JuliaIO / GZip.jl

A Julia interface for gzip functions in zlib
https://juliaio.github.io/GZip.jl/dev
MIT License
39 stars 30 forks source link

GZip.IOBuffer type? #23

Open quinnj opened 9 years ago

quinnj commented 9 years ago

So I'm not super familiar with how the package is currently structured and am meaning to dive in more, but I wonder if someone could help clarify if this is a good idea or not.

I'm thinking of creating a GZip.IOBuffer type that would be a wrapper around a IOBuffer type, but that you could write to and whatever you write gets gzipped into the buffer. You could then do a takebuf_string to get the raw gzip data and send in an HTTP request, for example.

Is this amenable to how GZip compression works? Gzipping chunks at a time like this? I think the approach should be pretty simple to implement, but if there's anything I should watch out for or avoid, I'd love to hear it.

kmsquire commented 9 years ago

Hi Jacob, you might consider using Zlib.jl instead, as it already has a stream API, and can compress (and I believe uncompress) gzip-formatted files/streams. It might require a little bit of hacking to clean it up and add functionality--e.g., the stream Reader has a parameter to set the decompress buffer size, but the Writer doesn't seem to (or at least it's not documented).

quinnj commented 9 years ago

Thanks @kmsquire, that does seem pretty close to what I'm looking for. Do you know the reason/history for both packages? Should we try to merge them at some point while improving the APIs?

garborg commented 9 years ago

cc. @dcjones

kmsquire commented 9 years ago

I believe that Daniel originally wrote Zlib.jl as something which could quickly and easily compress or decompress a buffer. It gained additional functionality over time.
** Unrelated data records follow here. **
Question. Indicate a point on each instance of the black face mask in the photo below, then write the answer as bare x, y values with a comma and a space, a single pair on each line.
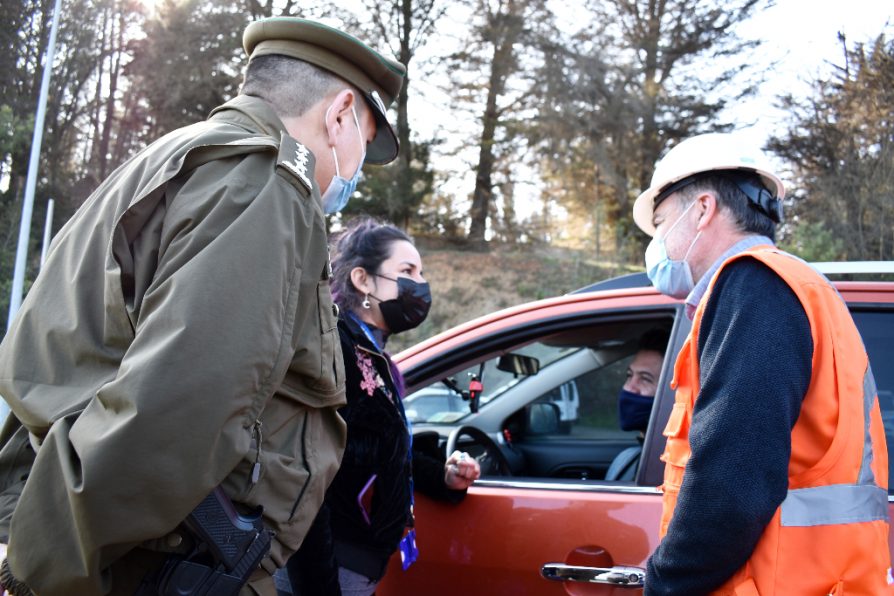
411, 306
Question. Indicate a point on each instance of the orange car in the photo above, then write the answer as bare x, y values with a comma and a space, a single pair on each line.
532, 392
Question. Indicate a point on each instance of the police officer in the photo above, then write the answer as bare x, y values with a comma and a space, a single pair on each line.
776, 470
181, 335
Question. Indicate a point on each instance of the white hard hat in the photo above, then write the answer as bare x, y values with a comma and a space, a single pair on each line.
703, 153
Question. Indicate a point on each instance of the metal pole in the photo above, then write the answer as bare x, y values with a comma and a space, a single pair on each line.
47, 232
18, 279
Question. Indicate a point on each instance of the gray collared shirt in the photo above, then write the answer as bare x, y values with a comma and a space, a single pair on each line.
695, 296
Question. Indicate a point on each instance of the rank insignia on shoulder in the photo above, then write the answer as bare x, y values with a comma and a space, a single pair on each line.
295, 158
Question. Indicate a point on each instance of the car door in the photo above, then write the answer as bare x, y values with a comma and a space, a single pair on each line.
510, 533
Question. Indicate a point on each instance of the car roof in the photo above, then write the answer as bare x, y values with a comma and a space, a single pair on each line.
633, 290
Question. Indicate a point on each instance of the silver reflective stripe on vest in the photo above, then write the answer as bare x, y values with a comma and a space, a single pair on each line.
842, 503
834, 504
869, 394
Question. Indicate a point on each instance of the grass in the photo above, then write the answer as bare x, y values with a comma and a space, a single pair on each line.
467, 284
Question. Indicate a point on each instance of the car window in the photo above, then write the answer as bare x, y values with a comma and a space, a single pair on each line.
445, 402
588, 404
875, 328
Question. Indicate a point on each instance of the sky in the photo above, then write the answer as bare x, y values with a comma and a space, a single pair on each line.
801, 39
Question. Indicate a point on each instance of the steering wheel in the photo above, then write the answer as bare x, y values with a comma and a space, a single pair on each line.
493, 462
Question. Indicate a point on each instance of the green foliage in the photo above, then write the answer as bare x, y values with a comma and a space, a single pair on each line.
393, 194
840, 143
189, 62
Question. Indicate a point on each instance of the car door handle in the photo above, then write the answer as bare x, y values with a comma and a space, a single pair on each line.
621, 577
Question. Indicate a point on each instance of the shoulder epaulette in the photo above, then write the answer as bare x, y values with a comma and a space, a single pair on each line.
295, 158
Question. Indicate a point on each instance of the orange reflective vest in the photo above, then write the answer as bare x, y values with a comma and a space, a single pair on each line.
830, 534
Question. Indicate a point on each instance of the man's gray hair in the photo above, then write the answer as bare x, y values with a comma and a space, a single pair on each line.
744, 212
291, 86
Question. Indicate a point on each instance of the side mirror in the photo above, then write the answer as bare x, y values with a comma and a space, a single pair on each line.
519, 364
543, 418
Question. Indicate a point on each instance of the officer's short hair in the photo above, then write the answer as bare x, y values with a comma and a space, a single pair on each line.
747, 217
275, 79
654, 340
365, 242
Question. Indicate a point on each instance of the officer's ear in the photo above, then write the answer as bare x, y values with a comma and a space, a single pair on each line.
339, 117
361, 280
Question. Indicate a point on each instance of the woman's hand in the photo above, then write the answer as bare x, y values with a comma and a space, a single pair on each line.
461, 470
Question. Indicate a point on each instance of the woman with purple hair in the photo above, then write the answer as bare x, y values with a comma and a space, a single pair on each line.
378, 286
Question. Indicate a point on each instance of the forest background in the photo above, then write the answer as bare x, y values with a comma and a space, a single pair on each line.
540, 123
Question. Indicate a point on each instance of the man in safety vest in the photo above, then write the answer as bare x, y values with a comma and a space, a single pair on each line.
776, 468
177, 359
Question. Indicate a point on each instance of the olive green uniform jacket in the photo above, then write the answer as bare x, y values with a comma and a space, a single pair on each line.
180, 330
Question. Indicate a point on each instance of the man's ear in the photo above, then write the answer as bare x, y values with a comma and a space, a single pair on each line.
361, 281
339, 115
707, 204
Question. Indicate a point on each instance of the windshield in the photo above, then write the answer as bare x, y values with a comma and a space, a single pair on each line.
443, 402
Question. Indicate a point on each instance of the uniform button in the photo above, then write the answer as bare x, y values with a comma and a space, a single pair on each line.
173, 540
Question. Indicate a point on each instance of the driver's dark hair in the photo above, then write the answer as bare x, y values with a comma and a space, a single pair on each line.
654, 340
745, 213
365, 242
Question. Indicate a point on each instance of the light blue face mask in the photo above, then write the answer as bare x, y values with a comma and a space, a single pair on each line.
339, 191
672, 278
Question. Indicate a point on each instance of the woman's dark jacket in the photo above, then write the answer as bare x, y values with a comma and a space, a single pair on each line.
377, 444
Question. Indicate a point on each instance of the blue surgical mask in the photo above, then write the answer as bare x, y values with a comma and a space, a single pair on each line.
673, 278
634, 410
339, 191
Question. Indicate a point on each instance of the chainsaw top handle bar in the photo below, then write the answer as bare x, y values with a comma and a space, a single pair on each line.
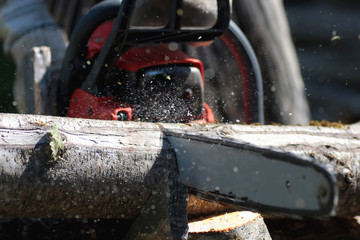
125, 37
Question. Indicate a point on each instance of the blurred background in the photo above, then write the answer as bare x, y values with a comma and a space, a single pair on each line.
326, 34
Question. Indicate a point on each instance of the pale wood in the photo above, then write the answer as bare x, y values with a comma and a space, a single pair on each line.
164, 217
109, 168
235, 225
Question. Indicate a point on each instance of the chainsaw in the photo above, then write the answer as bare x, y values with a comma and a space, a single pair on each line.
113, 71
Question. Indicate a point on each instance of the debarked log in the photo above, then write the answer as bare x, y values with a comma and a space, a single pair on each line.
108, 169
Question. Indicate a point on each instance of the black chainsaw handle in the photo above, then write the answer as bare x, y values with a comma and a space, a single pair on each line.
76, 51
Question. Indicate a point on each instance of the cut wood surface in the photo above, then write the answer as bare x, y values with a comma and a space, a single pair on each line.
108, 169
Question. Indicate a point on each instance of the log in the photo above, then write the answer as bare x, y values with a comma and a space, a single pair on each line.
108, 168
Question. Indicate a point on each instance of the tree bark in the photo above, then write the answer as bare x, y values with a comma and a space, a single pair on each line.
108, 169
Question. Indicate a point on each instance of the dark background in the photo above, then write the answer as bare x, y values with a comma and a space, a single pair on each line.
326, 34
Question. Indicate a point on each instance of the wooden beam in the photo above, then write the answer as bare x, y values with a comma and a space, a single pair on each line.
108, 169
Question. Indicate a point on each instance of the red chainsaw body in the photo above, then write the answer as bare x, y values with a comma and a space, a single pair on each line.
86, 105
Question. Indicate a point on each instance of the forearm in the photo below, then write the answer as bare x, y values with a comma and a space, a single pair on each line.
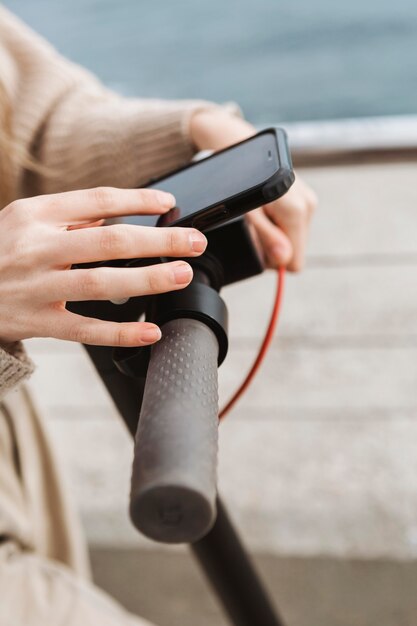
218, 128
81, 134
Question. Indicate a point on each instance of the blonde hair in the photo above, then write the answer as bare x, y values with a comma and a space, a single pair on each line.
13, 156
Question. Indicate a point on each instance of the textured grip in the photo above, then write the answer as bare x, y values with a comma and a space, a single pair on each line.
174, 470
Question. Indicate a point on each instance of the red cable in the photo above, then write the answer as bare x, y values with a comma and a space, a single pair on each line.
265, 344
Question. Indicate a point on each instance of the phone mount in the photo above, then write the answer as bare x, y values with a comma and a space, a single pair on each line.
173, 387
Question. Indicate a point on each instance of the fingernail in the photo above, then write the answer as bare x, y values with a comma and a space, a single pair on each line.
150, 335
167, 200
182, 273
198, 241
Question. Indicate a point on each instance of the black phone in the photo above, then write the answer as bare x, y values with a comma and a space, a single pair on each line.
227, 184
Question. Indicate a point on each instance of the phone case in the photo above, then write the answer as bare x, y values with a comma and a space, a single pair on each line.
275, 187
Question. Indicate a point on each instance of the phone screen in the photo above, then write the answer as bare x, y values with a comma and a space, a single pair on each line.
210, 181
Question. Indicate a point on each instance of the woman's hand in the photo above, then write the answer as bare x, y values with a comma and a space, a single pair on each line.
41, 237
281, 226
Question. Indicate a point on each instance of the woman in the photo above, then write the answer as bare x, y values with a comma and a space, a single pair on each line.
60, 130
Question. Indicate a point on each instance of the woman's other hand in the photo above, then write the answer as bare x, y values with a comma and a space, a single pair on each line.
42, 237
281, 226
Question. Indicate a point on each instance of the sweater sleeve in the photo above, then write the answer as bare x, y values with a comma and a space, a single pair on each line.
84, 134
15, 366
81, 133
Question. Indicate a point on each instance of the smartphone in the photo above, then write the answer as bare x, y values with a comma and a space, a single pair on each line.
227, 184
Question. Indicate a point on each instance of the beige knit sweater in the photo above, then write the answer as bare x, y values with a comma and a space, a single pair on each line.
85, 134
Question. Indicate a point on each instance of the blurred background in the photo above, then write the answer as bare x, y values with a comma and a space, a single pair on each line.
281, 60
318, 462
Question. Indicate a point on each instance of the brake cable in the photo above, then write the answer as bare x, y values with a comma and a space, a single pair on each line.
264, 346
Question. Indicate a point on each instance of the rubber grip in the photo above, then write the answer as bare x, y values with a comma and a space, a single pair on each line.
173, 488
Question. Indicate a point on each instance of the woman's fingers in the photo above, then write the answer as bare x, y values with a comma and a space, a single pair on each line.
115, 283
275, 244
282, 226
124, 241
62, 324
78, 207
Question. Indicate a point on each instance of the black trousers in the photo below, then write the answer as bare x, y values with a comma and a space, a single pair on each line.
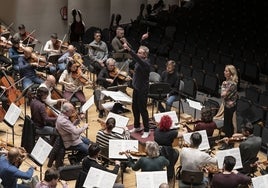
139, 108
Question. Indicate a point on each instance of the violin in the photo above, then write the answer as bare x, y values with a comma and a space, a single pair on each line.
133, 153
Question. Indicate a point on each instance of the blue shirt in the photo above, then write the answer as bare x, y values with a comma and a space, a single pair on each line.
10, 173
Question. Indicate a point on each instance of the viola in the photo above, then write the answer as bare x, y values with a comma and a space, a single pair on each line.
13, 94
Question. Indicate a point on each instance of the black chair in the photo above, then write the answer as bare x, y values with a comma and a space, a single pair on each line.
191, 179
158, 92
I wrote GZip.jl because I needed access to gzipped files, and Zlib.jl didn't exist yet, or I felt it didn't quite fit my needs (I think the original implementation had a really small, fixed sized buffer and was pretty slow), and I thought that simply calling the zlib C functions would be faster/more efficient.

I actually do think that the packages could be combined.
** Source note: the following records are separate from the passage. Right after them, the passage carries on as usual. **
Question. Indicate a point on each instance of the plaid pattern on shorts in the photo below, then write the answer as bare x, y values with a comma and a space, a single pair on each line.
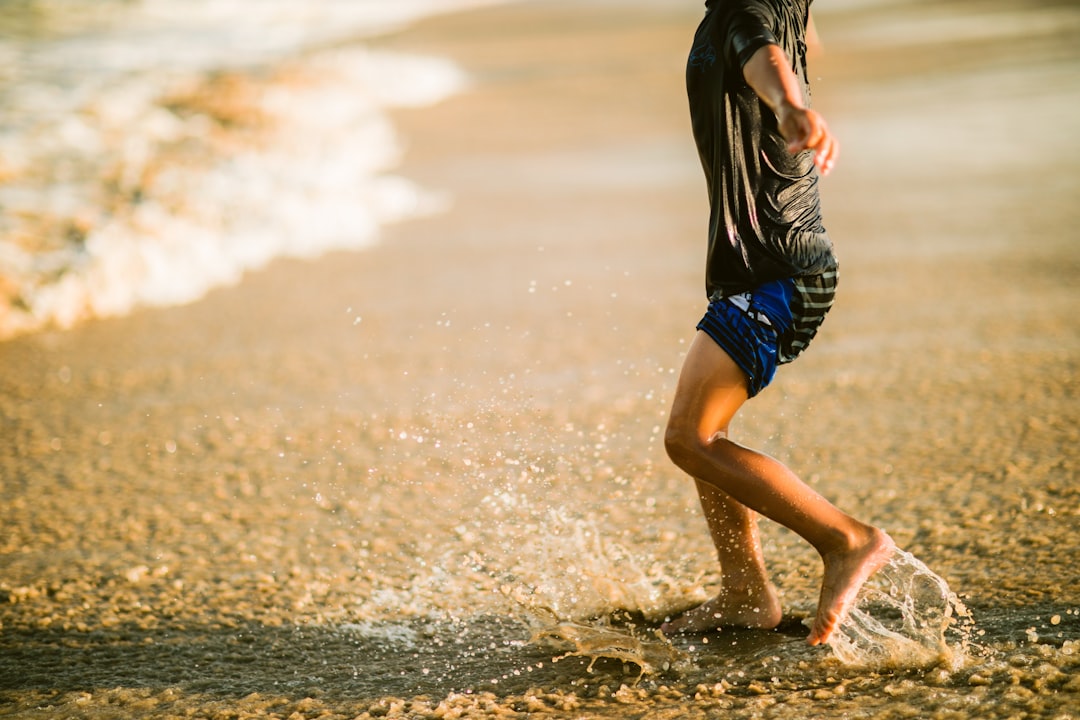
812, 298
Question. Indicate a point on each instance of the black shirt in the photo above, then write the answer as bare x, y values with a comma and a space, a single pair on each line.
765, 213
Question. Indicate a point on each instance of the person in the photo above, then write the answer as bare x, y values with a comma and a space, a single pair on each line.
770, 279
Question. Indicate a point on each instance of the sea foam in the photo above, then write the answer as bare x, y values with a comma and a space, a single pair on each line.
154, 151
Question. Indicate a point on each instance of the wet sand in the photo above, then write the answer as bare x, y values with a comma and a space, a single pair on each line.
307, 496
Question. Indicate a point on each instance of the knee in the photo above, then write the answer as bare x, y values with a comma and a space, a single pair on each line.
683, 445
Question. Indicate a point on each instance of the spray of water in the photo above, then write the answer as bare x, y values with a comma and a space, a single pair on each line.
905, 616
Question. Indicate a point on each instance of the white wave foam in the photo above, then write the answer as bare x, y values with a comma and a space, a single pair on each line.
163, 149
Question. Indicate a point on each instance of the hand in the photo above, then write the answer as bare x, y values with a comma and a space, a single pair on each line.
806, 130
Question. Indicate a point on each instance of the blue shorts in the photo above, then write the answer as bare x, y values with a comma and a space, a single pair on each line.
769, 325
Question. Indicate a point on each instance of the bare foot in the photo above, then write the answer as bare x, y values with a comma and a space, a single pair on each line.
845, 573
759, 610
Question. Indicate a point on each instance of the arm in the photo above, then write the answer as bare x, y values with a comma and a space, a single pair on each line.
769, 73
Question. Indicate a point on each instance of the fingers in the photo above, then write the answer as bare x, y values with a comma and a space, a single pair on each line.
807, 131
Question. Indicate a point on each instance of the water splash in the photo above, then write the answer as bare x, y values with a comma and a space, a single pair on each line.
650, 651
905, 616
594, 575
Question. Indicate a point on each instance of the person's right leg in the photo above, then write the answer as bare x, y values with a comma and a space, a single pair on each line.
745, 598
704, 404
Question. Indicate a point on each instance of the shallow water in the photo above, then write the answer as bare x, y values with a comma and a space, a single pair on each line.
426, 519
151, 151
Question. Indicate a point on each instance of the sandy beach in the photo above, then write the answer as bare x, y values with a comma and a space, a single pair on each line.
327, 491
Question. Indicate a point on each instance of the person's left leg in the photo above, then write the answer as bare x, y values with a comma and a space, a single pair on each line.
710, 391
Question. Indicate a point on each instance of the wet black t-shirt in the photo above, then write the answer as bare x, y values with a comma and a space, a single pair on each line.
765, 220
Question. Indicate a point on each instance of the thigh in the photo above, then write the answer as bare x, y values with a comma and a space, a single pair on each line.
711, 390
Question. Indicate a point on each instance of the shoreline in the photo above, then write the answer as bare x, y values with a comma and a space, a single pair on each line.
313, 486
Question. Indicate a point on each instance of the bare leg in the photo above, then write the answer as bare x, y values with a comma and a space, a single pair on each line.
711, 390
746, 597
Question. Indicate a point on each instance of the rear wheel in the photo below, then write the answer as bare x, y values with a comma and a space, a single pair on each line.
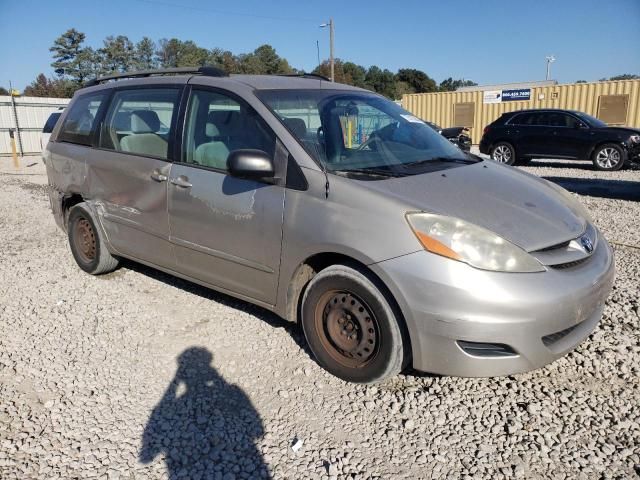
87, 245
350, 326
503, 152
608, 157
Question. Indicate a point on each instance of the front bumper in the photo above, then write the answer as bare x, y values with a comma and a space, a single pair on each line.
444, 302
633, 152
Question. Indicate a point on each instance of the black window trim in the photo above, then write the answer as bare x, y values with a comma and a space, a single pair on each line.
173, 127
97, 120
561, 112
179, 150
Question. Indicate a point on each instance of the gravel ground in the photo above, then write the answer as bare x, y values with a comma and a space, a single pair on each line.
140, 375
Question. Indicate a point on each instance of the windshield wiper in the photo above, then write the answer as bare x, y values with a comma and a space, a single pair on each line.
426, 161
370, 171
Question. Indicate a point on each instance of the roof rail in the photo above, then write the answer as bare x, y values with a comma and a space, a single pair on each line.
206, 71
317, 76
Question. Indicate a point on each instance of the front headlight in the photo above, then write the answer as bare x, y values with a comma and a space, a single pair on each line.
462, 241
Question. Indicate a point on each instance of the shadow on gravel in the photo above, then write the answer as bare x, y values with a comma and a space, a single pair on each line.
614, 189
203, 426
263, 314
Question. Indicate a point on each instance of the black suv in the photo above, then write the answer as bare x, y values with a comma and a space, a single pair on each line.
517, 137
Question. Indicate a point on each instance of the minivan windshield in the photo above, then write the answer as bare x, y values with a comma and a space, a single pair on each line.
361, 133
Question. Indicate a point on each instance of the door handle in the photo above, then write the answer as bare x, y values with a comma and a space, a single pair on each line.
181, 181
157, 176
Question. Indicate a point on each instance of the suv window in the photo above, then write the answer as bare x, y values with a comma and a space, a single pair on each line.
139, 121
558, 119
51, 122
80, 123
217, 124
521, 119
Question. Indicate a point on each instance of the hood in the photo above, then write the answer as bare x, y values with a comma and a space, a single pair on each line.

At one point, I had hopes that the magic number of gzip (and other compressed files) would automatically be recognized, and the files would be uncompressed automatically (with a raw mode available for reading the compressed data), but my need for something like that diminished, and I've never gotten back to it. Might be good to make this part of https://github.com/JuliaIO.

Cc: @simondanisch

quinnj commented 9 years ago

I wasn't aware of JuliaIO; when did that start?

It might be good to integrate some of the Zlib.jl stuff into this one, since this is already owned by JuliaLang. Basic compression stuff seems like not a bad canddiate for being closely related to Base or "blessed" by JuliaLang.

kmsquire commented 9 years ago

JuliaIO is only a couple of weeks old. ;-) @simondanisch started it. I don't know how well defined the goals are yet, but I think it's generally a good idea to get most IO in the same area. But it's only useful if there are enough interested parties involved. Interested?

Regarding integrating Zlib.jl into this: that would be fine, but I think the naming would probably be backwards, since the Zlib functionality arguably is a superset of GZip's functionality. Maybe @dcjones would be interested in transferring Zlib.jl to JuliaLang?

dcjones commented 9 years ago

Maybe @dcjones would be interested in transferring Zlib.jl to JuliaLang?

Sure, and I'm all for merging the two.

SimonDanisch commented 9 years ago

I created JuliaIO with one simple goal: being able to get the correct Julia Object from an arbitrary path.

read("some/path/image.jpg") #-> Image
read("some/path/archive.rar") #->  compressed stream!?

So it's not really necessary to move every package to JuliaIO. Important is that they all implement the same interface. Than in JuliaIO there could be a meta package Compression.jl, which organizes different lower level compression libraries and basically passes them to FileIO. But having all IO packages in one group with motivated people that have push access will definitely help achieving this;)

dcjones commented 9 years ago

For those interested I wrote another set of zlib bindings that's generally faster than both Zlib.jl and GZip.jl (and @jiahao's code in #32) and mostly encompasses the features of both: Libz.jl.

The buffering used to make it fast is split into another package BufferedStreams.jl, so it can be reused if we want fast bindings to other compression libraries, etc. Actually, it even seems to make writing/reading plain data to/from IOStreams faster in some cases.

I hope we can standardize on some version of this, but let me know if there are critical missing features, or other stuff I'm missing.

kmsquire commented 9 years ago

@dcjones, great! I'll try to take a look this weekend.